I breathe in through my nose, hold it, and shift my weight just enough to tilt my hip toward the light. The body paint on my skin glimmers with the movement—gold leaf and glitter streaked across my chest and arms like tropical war paint. The metallic flecks catch the light, transforming my brown skin into something otherworldly, something untouchable. Ferns brush against my legs as I stand barefoot in the middle of the set, half-draped in gauzy linen that barely hides anything. The fabricwhispers against my thighs, cool and ephemeral, a ghost of modesty.

Tropical fantasy. Runway couture. My job. My armor.
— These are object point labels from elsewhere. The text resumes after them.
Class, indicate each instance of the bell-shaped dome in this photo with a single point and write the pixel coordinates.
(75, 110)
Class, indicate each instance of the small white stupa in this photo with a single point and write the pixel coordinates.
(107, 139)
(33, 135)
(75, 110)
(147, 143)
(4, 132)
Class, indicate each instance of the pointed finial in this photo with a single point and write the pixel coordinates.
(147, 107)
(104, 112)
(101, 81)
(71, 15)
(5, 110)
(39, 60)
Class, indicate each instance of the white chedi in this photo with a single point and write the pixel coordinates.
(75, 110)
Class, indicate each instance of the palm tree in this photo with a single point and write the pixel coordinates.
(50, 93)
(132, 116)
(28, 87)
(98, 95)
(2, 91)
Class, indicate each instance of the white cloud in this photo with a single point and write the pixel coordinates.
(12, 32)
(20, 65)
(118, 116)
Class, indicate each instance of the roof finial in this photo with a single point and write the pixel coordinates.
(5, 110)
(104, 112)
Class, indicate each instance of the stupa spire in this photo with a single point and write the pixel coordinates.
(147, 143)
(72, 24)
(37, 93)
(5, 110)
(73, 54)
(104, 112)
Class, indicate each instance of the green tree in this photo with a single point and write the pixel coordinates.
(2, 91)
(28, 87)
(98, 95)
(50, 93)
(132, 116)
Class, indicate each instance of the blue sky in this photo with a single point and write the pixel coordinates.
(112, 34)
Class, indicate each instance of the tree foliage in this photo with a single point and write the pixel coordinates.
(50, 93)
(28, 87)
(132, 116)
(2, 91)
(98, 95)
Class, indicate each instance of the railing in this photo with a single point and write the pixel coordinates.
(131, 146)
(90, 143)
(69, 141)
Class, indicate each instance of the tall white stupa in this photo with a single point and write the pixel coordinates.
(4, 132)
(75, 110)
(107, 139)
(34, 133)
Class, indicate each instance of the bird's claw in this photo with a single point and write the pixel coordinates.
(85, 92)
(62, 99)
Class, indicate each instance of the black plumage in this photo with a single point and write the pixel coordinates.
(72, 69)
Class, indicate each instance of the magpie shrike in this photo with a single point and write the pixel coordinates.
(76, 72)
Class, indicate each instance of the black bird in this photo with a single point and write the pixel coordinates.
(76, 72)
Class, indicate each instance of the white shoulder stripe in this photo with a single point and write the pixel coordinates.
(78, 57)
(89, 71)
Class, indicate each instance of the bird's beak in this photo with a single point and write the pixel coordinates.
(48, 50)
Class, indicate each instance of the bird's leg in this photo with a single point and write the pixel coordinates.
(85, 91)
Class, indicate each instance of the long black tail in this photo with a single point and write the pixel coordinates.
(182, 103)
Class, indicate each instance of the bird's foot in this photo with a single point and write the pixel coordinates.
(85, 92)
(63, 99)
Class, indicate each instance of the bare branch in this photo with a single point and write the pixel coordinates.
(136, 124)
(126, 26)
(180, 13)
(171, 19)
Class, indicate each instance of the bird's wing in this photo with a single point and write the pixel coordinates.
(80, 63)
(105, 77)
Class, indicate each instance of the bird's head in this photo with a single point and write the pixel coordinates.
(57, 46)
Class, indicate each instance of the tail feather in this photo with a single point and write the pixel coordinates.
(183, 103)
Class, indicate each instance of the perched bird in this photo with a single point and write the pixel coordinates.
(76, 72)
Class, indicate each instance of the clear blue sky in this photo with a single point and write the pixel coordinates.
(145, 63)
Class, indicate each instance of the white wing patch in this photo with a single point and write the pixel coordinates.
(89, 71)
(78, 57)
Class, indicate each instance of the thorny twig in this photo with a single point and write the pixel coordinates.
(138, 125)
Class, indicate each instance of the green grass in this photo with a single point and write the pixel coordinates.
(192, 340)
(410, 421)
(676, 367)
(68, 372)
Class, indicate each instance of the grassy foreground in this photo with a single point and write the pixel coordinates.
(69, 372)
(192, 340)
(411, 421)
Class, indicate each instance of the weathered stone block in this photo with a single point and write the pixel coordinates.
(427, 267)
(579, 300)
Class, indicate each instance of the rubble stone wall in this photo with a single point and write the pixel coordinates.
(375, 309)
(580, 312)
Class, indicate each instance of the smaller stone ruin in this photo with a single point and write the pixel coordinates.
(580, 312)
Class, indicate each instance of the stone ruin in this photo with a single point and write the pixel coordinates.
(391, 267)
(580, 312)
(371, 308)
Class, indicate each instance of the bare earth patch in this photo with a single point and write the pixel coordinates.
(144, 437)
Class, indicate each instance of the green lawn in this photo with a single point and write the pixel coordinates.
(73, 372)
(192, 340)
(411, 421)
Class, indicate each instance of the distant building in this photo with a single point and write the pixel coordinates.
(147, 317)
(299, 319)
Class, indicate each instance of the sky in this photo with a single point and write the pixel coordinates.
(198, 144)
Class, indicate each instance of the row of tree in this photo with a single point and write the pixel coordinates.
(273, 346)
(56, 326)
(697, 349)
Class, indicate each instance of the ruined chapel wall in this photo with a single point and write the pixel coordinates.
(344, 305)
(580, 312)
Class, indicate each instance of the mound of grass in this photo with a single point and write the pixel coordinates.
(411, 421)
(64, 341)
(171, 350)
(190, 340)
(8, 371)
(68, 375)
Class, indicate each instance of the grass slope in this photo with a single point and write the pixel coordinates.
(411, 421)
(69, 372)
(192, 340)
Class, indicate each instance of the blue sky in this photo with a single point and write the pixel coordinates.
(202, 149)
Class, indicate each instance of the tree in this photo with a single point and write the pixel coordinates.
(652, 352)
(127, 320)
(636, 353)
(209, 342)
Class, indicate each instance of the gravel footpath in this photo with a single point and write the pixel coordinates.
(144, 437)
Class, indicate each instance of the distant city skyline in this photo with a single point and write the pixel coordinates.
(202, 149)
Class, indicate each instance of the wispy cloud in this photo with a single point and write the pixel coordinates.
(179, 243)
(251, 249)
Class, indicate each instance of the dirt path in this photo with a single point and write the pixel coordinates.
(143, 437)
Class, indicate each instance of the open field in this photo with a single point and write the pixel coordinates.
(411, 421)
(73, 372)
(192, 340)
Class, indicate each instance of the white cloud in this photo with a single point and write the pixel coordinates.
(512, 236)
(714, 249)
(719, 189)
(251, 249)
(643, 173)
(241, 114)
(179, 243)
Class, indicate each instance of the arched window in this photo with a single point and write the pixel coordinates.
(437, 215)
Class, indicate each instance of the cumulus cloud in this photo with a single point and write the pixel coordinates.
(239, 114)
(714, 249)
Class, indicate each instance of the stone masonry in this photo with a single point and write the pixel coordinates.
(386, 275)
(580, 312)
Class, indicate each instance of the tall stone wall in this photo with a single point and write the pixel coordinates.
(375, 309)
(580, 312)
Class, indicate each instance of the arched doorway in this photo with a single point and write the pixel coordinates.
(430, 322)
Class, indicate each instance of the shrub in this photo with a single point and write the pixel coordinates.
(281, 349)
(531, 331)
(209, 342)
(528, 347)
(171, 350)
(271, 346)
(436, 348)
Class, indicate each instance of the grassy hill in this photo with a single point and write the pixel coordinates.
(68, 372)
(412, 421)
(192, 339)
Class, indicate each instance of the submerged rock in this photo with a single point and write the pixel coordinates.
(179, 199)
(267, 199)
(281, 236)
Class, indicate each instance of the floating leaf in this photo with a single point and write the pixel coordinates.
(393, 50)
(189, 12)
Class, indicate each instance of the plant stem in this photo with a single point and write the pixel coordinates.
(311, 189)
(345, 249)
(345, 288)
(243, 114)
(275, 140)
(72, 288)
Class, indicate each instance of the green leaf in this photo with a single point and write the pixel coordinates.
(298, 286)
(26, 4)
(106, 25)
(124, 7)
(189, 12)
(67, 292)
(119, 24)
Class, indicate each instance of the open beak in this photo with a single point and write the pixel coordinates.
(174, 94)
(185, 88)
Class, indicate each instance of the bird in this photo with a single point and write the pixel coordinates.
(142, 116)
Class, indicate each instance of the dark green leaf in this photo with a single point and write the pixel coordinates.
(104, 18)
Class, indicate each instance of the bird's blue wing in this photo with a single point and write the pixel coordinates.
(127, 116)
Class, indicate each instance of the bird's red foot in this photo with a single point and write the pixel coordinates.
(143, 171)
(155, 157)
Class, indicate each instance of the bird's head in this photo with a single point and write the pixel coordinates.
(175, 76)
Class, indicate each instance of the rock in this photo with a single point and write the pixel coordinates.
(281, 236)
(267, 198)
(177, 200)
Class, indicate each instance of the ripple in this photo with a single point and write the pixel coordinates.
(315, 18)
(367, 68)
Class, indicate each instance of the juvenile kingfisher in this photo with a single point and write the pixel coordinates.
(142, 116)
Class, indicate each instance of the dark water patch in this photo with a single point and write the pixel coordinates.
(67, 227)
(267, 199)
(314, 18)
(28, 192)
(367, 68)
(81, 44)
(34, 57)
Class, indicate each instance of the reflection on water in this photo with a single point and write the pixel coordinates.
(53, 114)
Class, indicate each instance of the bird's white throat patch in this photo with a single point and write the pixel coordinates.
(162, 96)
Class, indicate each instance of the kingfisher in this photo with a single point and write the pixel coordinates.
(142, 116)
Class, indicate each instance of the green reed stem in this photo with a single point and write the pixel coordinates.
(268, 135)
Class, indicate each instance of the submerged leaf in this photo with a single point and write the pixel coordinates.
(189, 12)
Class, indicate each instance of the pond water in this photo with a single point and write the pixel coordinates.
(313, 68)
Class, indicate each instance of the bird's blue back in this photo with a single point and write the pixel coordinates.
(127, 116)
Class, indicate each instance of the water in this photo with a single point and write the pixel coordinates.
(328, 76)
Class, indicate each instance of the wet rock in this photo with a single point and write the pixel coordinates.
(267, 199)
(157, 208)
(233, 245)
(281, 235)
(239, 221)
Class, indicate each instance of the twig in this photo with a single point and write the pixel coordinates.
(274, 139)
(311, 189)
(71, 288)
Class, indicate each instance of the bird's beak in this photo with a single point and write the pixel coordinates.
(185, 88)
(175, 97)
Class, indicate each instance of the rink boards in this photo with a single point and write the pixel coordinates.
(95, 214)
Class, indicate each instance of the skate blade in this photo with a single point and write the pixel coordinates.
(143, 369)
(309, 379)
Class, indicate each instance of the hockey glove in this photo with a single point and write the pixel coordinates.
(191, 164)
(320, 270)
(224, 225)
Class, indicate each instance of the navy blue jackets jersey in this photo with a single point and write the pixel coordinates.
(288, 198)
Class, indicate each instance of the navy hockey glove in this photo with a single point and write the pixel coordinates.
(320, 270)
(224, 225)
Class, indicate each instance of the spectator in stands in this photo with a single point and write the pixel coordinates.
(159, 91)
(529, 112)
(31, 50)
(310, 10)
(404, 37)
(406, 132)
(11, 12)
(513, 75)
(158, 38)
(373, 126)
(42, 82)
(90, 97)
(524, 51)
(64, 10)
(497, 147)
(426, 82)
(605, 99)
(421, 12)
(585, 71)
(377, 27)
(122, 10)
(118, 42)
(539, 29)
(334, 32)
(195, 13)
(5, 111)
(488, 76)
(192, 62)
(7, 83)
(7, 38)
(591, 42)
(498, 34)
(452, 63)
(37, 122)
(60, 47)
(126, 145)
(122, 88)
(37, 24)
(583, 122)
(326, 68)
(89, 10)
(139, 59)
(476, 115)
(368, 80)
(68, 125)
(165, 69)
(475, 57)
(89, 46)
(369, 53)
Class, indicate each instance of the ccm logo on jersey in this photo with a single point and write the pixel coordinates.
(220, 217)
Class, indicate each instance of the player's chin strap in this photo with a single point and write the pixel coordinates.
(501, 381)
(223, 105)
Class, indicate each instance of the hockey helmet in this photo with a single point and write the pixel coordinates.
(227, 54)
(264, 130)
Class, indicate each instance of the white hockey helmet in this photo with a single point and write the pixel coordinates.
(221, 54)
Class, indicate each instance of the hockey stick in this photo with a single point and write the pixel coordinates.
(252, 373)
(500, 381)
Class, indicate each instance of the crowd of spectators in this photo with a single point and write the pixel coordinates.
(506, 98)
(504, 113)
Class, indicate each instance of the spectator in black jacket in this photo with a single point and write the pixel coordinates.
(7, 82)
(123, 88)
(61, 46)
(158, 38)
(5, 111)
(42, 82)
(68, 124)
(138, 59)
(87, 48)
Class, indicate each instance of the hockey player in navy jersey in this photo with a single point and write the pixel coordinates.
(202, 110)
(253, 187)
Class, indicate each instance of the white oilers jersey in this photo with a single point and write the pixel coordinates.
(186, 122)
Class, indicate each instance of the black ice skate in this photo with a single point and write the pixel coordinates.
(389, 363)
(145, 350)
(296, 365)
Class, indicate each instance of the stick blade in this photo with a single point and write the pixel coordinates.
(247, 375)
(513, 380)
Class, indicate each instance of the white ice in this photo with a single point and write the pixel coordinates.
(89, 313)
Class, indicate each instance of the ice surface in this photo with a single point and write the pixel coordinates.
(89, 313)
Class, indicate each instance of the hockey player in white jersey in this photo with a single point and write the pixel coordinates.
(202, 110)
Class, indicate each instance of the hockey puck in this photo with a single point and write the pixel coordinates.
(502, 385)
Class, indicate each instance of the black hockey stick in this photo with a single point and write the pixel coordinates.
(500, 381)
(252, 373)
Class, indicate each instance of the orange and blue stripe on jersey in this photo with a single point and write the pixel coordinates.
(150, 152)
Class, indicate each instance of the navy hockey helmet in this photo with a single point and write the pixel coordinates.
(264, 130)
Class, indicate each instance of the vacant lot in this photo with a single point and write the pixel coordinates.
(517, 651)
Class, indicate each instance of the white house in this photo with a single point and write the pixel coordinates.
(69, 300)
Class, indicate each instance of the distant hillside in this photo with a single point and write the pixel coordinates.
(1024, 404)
They tell me I'm stunning, radiant, god-tier beautiful. The photographers, the stylists, the creative directors, they all look at me with that same hunger in their eyes. Wanting to capture, to possess, to own a piece of what they see. I smile for them. I pose. I smolder. I become what they need me to be. I'm their canvas, a concept. A carefully constructed illusion of desire and perfection.

Inside though?

Inside I'm somewhere else entirely. Somewhere far away from the jungle set and the artificial mist being pumped into the air. Somewhere safe, if such a place even exists anymore.